The authors looked at 662 drugs approved between 1979 and 2002, a period that included the passage of the Prescription Drug User Fee Act that allowed drug companies to help fund the FDA budget in exchange for faster reviews. They found that the resulting modest gains in drug review times have produced unambiguous public benefits.
In monetary terms, the authors estimate that the law improved consumer welfare by as much as $19 billion. But more importantly, they found that more rapid access to beneficial drugs saved between 180,000 and 310,000 "life-years." By contrast, assuming that every risky drug withdrawn in that period was the fault of the Prescription Drug User Fee Act produces an upper-bound estimate of only 56,000 life-years lost.
This study deserves a lot more attention than it's been getting, since the Washington debate is dominated by bad ideas about how to make FDA regulation much more onerous. In particular, a recent report from the National Academy of Science's Institute of Medicine (IOM) is being spun as evidence that the FDA is somehow "broken" and in need of fundamental reform.
We've looked at the IOM report in detail, and it's hardly as damning of the FDA as media reports suggest. For example, the report explicitly rejects the idea that high-profile drug withdrawals -- such as Vioxx -- "represent de facto failures of the drug safety regulatory system. . . This is not so." The IOM also rejects the basic idea behind legislation sponsored by Senators Chuck Grassley and Chris Dodd that the FDA should have a drug safety office separate from the office that approves drugs in the first place: "Risk and benefit cannot be considered in isolation from one another."
But despite these sensible observations, the IOM still wants more regulation. Among its recommendations are vastly increased levels of post-approval safety monitoring. That might make sense if the goal is making regulators comfortable with the idea of approving drugs more quickly. But that doesn't appear to be what the IOM and its cheering section want.
The IOM also proposes draconian restrictions on new-drug advertising and tighter conflict-of-interest standards for FDA advisory panel members. This despite the fact that the most qualified scientists and doctors have substantial sources of private income, and despite a study by the Naderite Public Citizen group that failed to find one instance of a panel recommendation that would have changed if allegedly conflicted members had been excluded.

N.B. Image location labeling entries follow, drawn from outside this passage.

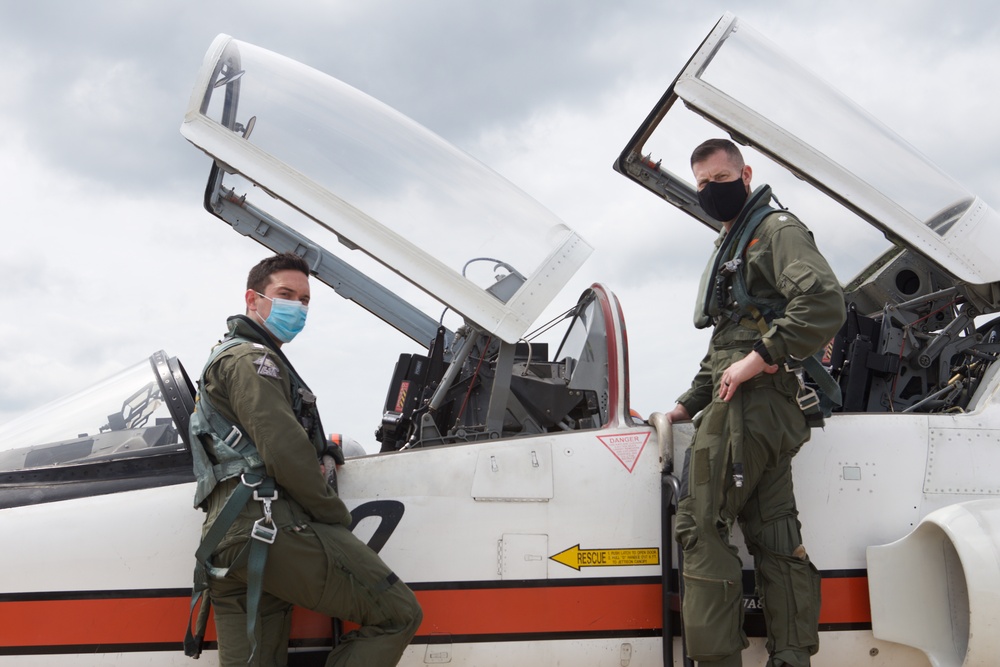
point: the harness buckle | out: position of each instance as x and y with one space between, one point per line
807 398
243 480
262 532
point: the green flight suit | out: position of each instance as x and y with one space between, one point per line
765 426
315 562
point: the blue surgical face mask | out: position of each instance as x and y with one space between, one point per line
287 318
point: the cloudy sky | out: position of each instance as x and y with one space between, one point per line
109 256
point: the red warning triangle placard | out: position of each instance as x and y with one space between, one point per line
626 447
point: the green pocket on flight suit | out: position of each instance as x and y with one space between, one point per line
713 617
806 583
799 626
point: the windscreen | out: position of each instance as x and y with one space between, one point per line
119 417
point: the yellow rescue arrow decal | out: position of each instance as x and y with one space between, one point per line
575 557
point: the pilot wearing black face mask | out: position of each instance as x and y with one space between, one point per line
771 299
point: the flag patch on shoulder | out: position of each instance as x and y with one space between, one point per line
267 368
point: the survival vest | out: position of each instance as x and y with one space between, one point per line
725 294
221 450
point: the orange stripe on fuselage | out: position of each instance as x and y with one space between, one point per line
458 611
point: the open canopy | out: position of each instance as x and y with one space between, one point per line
383 184
740 81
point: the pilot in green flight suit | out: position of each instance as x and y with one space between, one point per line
748 422
315 561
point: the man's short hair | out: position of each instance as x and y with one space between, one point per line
708 148
260 275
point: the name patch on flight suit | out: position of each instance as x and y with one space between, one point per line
267 368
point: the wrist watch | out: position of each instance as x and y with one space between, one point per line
761 349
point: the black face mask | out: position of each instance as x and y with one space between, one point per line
723 201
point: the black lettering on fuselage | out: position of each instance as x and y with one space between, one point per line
389 511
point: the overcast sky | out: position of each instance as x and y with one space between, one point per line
109 255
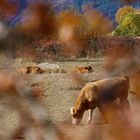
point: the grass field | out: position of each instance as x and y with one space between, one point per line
60 92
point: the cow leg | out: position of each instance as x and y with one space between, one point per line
125 108
90 115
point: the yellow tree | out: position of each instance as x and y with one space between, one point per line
123 11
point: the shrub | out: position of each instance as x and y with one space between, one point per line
129 26
123 11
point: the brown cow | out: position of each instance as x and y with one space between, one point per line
31 69
97 94
83 69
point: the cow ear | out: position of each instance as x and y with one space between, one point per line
72 110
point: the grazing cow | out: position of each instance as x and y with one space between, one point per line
100 93
31 69
83 69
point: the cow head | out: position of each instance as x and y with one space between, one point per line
89 68
76 115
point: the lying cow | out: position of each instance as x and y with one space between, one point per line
31 69
97 94
83 69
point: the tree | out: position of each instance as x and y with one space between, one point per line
123 11
129 26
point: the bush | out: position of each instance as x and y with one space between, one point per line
123 11
129 26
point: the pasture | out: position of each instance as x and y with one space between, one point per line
60 90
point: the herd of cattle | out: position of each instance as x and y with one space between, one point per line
97 93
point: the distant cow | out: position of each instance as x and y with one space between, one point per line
83 69
98 93
31 69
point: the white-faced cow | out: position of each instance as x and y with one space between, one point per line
97 94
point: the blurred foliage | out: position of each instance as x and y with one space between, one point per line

Most fundamentally, the IOM presents little evidence that there is even a problem to remedy. By contrast, the National Bureau authors at least attempt to put some real facts on the table. They note that the absence of other attempts at hard, quantitative analysis in the great FDA debate is "somewhat paradoxical, since despite the agency's strict adherence to evidence-based evaluation of products overseen, there is less evidence on its own safety and efficacy. Put differently, no product application would pass the FDA approval process with the quality and type of evidence that currently exists for evaluating the FDA policies themselves."
The upshot of the economists' report is that the 1992 Prescription Drug User Fee Act deserves reauthorization. But the evidence also suggests Congress should probably be looking for other ways to make FDA approvals still faster. Despite the high-profile Vioxx panic, the FDA is far more likely to kill by depriving you of a drug than allowing you to take a dangerous one.